These are the key concepts you need to understand to accurately answer the question.

Understanding Chemical Equations
A chemical equation is a symbolic representation of a chemical reaction. It shows the reactants and products involved in the reaction along with the proportions in which they react. For example, the chemical equation \(2 \ \text{NO}_2(g) \longrightarrow \text{N}_2\text{O}_4(g)\) indicates that two molecules of nitrogen dioxide (\(\text{NO}_2\)) gas react to form one molecule of dinitrogen tetroxide (\(\text{N}_2\text{O}_4\)) gas.
This balanced equation is crucial as it maintains the Law of Conservation of Mass, meaning the quantity of each element is the same before and after the reaction.
When interpreting chemical equations, remember these points:
  • Coefficients (the numbers before the formulas) tell you the number of moles of each substance involved.
  • Physical states of reactants and products are indicated by letters in parentheses (like (g) for gas).
  • The arrow in the equation points from reactants to products, showing the direction of the reaction.
Using this knowledge helps in predicting the amounts of products formed and reactants required in a chemical reaction.
Exploring Avogadro's Law
Avogadro's Law is a fundamental principle in chemistry that relates the volume of a gas to the amount of substance present. It states that under the same conditions of temperature and pressure, equal volumes of different gases contain an equal number of molecules.
This law is invaluable when studying gaseous reactions, as it allows for a straightforward relationship between moles and volume. It can be expressed mathematically as:
  • \( V \propto n \) or \( \frac{V}{n} = k \)
where:
  • \(V\) is the volume of the gas.
  • \(n\) is the number of moles of gas.
  • \(k\) is a constant.
In the given exercise, Avogadro's law is applied to relate the volume of \(\text{NO}_2\) gas to \(\text{N}_2\text{O}_4\) based on their mole ratio from the balanced chemical equation. Since 2 moles of \(\text{NO}_2\) form 1 mole of \(\text{N}_2\text{O}_4\), the volume of \(\text{N}_2\text{O}_4\) is half that of \(\text{NO}_2\) gas, assuming the same conditions.

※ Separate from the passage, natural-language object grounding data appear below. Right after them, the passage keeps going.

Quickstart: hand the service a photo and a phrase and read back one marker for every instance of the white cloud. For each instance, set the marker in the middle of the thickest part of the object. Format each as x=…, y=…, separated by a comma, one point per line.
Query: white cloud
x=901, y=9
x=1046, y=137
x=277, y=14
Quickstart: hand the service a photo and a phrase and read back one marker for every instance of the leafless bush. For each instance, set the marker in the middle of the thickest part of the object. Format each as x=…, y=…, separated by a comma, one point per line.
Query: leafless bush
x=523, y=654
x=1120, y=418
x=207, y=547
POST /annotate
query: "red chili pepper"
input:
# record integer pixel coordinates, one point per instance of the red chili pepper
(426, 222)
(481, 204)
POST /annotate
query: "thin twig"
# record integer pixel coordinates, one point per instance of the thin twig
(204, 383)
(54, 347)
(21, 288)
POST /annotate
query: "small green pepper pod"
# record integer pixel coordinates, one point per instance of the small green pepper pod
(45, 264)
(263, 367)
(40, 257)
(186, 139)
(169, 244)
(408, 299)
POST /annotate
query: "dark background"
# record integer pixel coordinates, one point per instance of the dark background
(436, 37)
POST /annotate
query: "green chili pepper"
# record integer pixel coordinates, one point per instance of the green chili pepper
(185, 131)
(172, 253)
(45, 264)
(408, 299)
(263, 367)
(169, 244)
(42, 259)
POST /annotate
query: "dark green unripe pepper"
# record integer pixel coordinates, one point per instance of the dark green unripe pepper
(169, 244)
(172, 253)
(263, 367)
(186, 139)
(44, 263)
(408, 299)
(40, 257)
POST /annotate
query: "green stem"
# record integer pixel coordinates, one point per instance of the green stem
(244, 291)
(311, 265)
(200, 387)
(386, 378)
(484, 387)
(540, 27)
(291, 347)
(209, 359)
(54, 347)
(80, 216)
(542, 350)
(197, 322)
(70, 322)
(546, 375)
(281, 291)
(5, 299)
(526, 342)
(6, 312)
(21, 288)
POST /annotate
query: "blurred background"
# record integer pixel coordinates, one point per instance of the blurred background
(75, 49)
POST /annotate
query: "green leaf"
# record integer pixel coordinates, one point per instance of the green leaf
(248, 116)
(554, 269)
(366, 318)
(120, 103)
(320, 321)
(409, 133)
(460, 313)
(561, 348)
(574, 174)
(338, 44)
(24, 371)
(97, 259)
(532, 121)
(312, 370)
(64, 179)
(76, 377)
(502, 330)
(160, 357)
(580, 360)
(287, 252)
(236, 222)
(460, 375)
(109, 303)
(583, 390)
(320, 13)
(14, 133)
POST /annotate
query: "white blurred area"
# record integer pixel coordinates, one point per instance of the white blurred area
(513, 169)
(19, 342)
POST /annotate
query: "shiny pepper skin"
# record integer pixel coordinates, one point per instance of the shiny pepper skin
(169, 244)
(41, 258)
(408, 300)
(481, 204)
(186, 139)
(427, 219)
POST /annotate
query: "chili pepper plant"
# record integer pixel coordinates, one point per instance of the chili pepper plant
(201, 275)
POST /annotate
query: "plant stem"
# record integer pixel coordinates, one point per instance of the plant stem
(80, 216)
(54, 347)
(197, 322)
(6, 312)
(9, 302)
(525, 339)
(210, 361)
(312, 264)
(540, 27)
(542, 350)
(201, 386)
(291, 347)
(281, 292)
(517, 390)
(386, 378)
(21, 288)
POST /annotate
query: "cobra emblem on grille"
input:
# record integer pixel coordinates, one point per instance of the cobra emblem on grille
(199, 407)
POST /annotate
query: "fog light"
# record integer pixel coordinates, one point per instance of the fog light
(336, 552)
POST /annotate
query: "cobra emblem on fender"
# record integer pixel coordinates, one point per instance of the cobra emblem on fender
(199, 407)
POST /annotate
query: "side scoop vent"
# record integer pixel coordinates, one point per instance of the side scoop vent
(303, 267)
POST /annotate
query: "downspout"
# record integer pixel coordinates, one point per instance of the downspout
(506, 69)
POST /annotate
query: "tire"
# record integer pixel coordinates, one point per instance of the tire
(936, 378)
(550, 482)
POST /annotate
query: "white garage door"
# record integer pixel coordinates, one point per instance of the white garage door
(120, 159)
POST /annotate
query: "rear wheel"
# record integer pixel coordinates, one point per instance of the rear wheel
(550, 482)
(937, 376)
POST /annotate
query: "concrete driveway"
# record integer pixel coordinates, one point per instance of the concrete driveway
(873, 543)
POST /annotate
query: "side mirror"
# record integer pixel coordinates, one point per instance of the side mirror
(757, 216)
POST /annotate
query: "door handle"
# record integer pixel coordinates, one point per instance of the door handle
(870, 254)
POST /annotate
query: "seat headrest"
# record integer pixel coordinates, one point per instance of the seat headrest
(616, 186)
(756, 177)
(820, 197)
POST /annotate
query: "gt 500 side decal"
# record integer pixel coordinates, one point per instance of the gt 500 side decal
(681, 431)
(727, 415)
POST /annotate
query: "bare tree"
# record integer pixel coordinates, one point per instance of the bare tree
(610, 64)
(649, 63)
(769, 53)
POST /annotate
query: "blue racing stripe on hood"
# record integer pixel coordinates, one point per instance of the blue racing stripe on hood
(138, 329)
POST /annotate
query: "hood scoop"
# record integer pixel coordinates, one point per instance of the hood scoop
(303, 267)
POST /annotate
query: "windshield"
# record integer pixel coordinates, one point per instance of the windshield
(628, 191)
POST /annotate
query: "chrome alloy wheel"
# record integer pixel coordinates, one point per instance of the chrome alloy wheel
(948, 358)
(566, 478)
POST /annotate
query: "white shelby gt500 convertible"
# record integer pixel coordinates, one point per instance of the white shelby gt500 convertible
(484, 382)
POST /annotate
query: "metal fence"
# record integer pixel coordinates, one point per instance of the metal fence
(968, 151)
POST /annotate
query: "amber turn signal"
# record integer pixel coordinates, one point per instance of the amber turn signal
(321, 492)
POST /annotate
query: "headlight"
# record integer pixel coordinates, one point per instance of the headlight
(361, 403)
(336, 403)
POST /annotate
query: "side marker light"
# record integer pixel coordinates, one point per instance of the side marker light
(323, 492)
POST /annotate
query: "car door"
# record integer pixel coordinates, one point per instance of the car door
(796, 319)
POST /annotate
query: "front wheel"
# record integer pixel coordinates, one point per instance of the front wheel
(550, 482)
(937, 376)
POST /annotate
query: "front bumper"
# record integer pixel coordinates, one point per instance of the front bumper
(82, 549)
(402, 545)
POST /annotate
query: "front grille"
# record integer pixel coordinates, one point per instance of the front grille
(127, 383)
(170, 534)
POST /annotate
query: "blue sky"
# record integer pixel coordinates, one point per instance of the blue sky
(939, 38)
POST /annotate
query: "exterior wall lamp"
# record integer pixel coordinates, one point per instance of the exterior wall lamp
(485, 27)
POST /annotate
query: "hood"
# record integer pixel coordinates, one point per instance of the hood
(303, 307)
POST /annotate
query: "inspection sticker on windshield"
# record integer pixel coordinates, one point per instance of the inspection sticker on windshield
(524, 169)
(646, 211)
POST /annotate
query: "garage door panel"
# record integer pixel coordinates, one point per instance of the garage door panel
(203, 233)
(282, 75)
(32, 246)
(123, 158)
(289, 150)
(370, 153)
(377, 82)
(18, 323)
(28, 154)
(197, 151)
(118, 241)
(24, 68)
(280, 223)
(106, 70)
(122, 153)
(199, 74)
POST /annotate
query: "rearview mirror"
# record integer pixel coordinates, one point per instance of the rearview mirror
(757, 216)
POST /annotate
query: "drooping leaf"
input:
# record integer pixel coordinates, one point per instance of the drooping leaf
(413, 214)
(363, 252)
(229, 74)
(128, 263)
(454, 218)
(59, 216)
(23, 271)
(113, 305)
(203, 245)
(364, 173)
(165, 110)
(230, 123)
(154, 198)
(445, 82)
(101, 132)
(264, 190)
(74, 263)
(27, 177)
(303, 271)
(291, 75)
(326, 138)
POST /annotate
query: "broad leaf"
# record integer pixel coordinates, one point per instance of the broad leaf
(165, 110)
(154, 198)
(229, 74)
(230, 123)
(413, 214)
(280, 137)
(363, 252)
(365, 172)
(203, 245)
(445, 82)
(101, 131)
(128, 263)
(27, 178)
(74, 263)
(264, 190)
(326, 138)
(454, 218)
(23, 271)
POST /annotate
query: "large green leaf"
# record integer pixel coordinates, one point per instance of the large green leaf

The Concept of Gas Volume Conversion
Gas volume conversion is essential to interpret the results of reactions involving gases. Often, we start off knowing the volume of a reactant gas and need to find the volume of a product gas, like in the given problem. This is made simpler by using the stoichiometric relationships provided by the balanced chemical equation and Avogadro's law.
Here's how you can approach gas volume conversions with ease:
  • Identify the volumes of gases given in the problem.
  • Determine the mole ratio from the balanced chemical equation (reactants to products).
  • Apply Avogadro's law to relate the initial and final volumes using the mole ratio.
In the exercise, we used these principles to find that the volume of \(\text{N}_2\text{O}_4\) was half of that of \(\text{NO}_2\) given the 2:1 mole ratio.
This conversion is an excellent example of how chemical equations and Avogadro's law come together to predict the behavior of gases in chemical reactions efficiently.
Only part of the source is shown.